When commenting on yesterday's post-Bullard VaR Shocknado, we pointed to the stunning move in 2Y rates which jumped by 22bps - a move the kinds of which we last saw when Bear Stearns wasn't fine.

And while there were more charts addressing the historical context of yesterday's bond rout in our market wrap on Thursday, this morning DB's Jim Reid has truly excelled in showing just how striking the market reaction was to two one-two punch of soaring CPI and Bullard's "unprofessional" comments, with the following two charts.

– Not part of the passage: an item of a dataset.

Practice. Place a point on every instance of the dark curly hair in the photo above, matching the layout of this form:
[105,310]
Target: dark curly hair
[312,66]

First, the dramatic US curve flattening yesterday, meant that US 2s10s dipped below the German equivalent for the first time since the pandemic hit. The market is getting comfortable that while the Fed is likely to be aggressive upfront on hikes, the ECB will be more measured.  As such Reid notes that "there is probably more concern about the sustainability of the US cycle than the European one at the moment." On this measure the US has flattened -36.5bps YTD and the German curve has actually steepened +17bps.

Second, and more important, yesterday’s 2yr US move (+21.4bps) was a truly historic event. Similar to the October spike in Australian front-end rates, which was a 6 standard deviation event, Reid compares the standard deviation of daily moves with the movement seen over the previous 12 months, and finds that yesterday’s was the biggest "shock" since October 1979 when Volcker announced his intentions on the world (a couple of months after taking office) with an inter-meeting weekend hike.

Concludes that "like the Aussie market, this is a feature when forward guidance gets attacked. If the Fed hadn’t still been in a position where they were systematically winding down QE before hiking rates then they would likely have already raised a few months ago. As such when the dam breaks, the water floods aggressively through."